4 miles
minnehaha falls and back
62 degrees
Cooler! I’m looking forward to fall running. It’s coming. Today’s mental victory: I didn’t stop at the spot I always stop at, but kept running up the hill and out of the park. Heard the falls gushing and the sewer pipes dripping, but my favorite sound was the rush of wind through the trees. It reminded me of my family’s farm and the glittering leaves of the aspen trees in the front yard. Sometimes, I really miss that farm and the late 90s – early 2000s version of my family. Everyone alive, almost all of us together for my birthday and the fourth of july.
10 Things
- roller skiers — at least 2, one coming up from behind, then turning towards wabun park before they reached me
- shimmering water spied through the trees near the overlook
- a kid kicking rocks in the parking lot, an adult calling out, I just have to pay for the parking. Wait there!
- the summery, sweet and fresh smell of a certain type of tall grass near short wall with “The Song of Hiawatha” etched on top — did it almost smell like cilantro? I used to smell this same grass in front of an apartment building running up the marshall hill
- a few spots of light on the double bridge
- the creek, just before spilling over the limestone ledge, was high
- the faintest spray of the falls as I ran by
- birds singing in stereo — by the gorge, in the neighborhood, across the street
- a cloud-free blue sky — bright blue, not bright blue
- a neighbor’s boulevard garden, filled with tall grasses and flowers and something tall and feathery that looked and smelled like dill — can dill get that tall?
Watching the Olympics — not at night, but during the day, getting to see (well, what I can see, sitting close up to the tv) the events in their entirety, nerding out on the rules and habits specific to each sport. My favorite new-to-me sports: kayak slalom cross and dinghy sailing. Wow.
A year ago, on 8 August 2023, I wrote about Mary Oliver and her swimming poem:
Recited Mary Oliver’s “Swimming, One Day in August” in my head as I swam the last loop and realized something. She writes:
Something had pestered me so much
that I felt like my heart would break.
I mean, the mechanical part.The mechanical part? I realized that her heart breaking is a good thing here and that her mechanical heart is the one that follows the beat of organized, tightly contained time, broken down into hours and minutes and seconds so we can be as efficient and productive as possible. Yes! Swimming in the lake can break me open and out of time’s rigid boxes.

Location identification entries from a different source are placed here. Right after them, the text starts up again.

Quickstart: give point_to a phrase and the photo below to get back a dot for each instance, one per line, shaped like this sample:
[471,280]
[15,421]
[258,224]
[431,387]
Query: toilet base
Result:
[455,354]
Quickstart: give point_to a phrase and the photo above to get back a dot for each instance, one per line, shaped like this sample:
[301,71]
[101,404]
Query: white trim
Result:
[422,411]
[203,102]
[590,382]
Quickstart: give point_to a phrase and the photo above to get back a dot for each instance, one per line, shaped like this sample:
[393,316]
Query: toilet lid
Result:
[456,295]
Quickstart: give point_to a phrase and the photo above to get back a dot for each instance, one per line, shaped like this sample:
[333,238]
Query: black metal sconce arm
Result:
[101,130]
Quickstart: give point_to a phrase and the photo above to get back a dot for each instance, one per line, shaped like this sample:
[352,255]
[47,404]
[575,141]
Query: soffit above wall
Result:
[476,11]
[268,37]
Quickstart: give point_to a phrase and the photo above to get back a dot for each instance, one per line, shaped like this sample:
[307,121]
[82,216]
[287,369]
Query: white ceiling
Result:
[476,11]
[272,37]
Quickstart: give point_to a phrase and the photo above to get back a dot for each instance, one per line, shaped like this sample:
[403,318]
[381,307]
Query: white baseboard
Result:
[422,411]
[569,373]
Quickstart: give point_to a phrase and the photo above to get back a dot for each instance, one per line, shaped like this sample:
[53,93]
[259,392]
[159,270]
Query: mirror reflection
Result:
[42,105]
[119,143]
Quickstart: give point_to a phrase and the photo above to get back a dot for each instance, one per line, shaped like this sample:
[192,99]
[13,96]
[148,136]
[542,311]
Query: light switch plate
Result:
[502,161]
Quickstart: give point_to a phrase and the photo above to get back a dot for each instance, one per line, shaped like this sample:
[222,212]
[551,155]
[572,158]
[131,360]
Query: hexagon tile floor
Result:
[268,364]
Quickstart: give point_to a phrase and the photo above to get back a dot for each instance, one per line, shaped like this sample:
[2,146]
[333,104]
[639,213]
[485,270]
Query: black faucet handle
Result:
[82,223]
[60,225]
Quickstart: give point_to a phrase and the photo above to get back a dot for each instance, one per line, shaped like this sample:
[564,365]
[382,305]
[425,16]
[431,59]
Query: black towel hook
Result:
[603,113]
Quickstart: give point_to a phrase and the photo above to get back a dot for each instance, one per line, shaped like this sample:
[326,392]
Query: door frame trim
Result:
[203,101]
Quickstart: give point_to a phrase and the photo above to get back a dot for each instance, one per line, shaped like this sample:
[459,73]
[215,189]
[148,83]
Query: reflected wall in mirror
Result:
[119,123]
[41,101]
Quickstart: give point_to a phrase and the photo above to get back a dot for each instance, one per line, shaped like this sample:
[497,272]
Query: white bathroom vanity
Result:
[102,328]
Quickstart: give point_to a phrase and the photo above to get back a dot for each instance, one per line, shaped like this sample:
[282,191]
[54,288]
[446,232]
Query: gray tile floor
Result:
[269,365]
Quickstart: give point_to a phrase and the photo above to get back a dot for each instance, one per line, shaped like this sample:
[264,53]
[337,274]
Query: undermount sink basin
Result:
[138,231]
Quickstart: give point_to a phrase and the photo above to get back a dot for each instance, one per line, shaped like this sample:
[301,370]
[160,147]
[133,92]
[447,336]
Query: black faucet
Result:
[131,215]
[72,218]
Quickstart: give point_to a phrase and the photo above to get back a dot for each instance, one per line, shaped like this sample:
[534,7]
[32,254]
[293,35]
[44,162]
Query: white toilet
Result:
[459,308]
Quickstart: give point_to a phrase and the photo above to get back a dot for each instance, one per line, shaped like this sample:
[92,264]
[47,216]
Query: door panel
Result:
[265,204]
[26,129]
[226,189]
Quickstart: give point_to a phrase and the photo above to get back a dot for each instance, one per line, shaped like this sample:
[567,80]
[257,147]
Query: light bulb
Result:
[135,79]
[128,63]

I want to think about this breaking open and stepping or stroking? out of time while I swim.
swim: 5 loops
lake nokomis open swim
68 degrees
Brr! The water was warmer than the air temperature and wasn’t too bad for most of the swim, but that last loop! The cold creeped in. First my hands, then my feet. I was in the water — didn’t stop — for an hour and 25 minutes.
Rough water: starting the loop, swimming towards the little beach, I was almost swimming with the current. Mostly the water pushed me forward, occasionally it pushed me off to the left. Rounding the far orange buoy, I swam into the waves/swells. We (the water, me) didn’t fight, but it was difficult to see or sight, and I often had to breathe to my right. I wasn’t trying to rhyme so much in this last sentence. The final stretch between the last green and the first orange was the calmest — a reprieve before beginning another loop.
I did try to think about Mary Oliver and the mechanical part of my heart breaking. I thought about rhythm and my steady stroking and my (hardly ever) stopping. Then I thought about how I had no idea how much time had passed — 30 minutes? an hour?
I’m writing the swim part of this log entry the next morning. Can I remember 10 things from the swim?
10 Things
- loose vines, briefly clinging to my cap — not slimy or scratchy
- something in the water, out in the middle of the lake — water milfoile?
- seagulls!
- ducks!
- opaque water — I don’t remember the color, except for that it was not yellow
- puffy clouds in the sky, one off in the distance, near the parking lot, looking almost like a plume of smoke
- planes!
- movement out of the corner of my eye — usually a wave, sometimes a swimmer
- a sailboat on the edge of the course with a white sail
- finishing the swim, having a brief conversation with someone: hello. what are you doing? / I’m swimming across the lake. / why? / because I love to and there’s an open swim club. / what’s that yellow thing behind you? / it’s a safety buoy so I can be seen. I carry my phone in it. / oh, thanks for talking to me!